Anyone who has read these, especially if an established author or publisher, should be horrified. I don’t propose to go into great detail about why you should avoid Full Fathom Five, but I can see how it works. Someone brand new to writing, being offered a contract, by best-selling author like Frey, could very well be dazzled by the seeming fruition of their dreams, and I can well understand why they would sign.
Just like vanity publishing, it flatters to deceive, working on ego, ambition, hopes, dreams and innate human nature, the inherent trust we have that good things do happen, to effectively pull a fast one.
So please, read contracts carefully before you sign them, because “oh I didn’t understand/read that” isn’t a defence, and you will be bound by it. This is the second time in as many months I’ve seen a contract that expects the author to be liable for all legal action taken against the story, yet simultaneously stripping the author of any ownership rights for said story.
I’m not a big name author. And as much as I’m a publisher, I’m very small press. Insignificant press really. But take my advice. If a contract says the publisher can take your story, use it any way they like without even crediting that it was your work, that the publisher owns all the copyright, that you don’t get the option of regaining the copyright after a set period of time, that the publisher doesn’t even need to use the story yet can still own it, then do not sign that contract.
The Full Fathom Five contract not only strips the author of copyright (in and of itself not unusual, copyright usually passes to a publisher, but the author gets it back eventually), but appears to strip the author of the moral right to be identified as the author. FFF can use the story, with someone else’s name on it, and you are contractually prohibited from identifying yourself. That’s plain wrong.
My company, eMergent Publishing, is in the process of getting our latest anthologies distributed via the Smashwords Premium Catalogue. The Premium Catalogue only allows for a single author. I created a “ghost author” that represented everyone involved in the book. I’ve been told to revert authorship to my own name, or the book cannot go into the Premium Catalogue. That offends me as a writer and publisher. I did not write these books. Why should my name be attached, in preference to any of the writers involved? There’s a principle at stake here, the moral rights of artists, something enshrined in international conventions like the Berne Convention, and national laws.
A publishing contract may seem the goal, it may seem exciting. But do consider carefully what is being asked of you when you sign.
What Frey is asking of authors is simply wrong. I can’t say how it “ought” to be done. That’s for each publishing house to decide. At eMergent we license the use of stories, so copyright always remains with the author. We have time-limited exclusive licences, so that if we don’t use a right, it very quickly goes back to the author. And rather than viewing revenue as ours, of which 10% should go to the author, we view the revenue as being the authors, of which 20% goes to us for our services. And we have to damn well justify taking money off of any author.

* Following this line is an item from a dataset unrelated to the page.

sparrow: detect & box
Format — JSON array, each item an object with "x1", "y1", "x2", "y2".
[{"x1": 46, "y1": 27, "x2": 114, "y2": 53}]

That’s what we do. It’s different. It’s no more “right” than the practices at Random House, Penguin, etc. But what Frey is doing with Full Fathom Five? That’s just wrong.
So don’t be dazzled by a publishing contract. Read, and think. Get the advice of friends, better yet a lawyer. In the UK, everyone with an offer of a publishing contract is allowed to call The Society of Authors and have them review it to see if it is fair.
And honestly, most publishing contracts are fair.
But not all, and not always. So beware of publishers bearing gifts. Or that bestseller that you wrote? Might be on the shelves under someone else’s name, and nobody would know.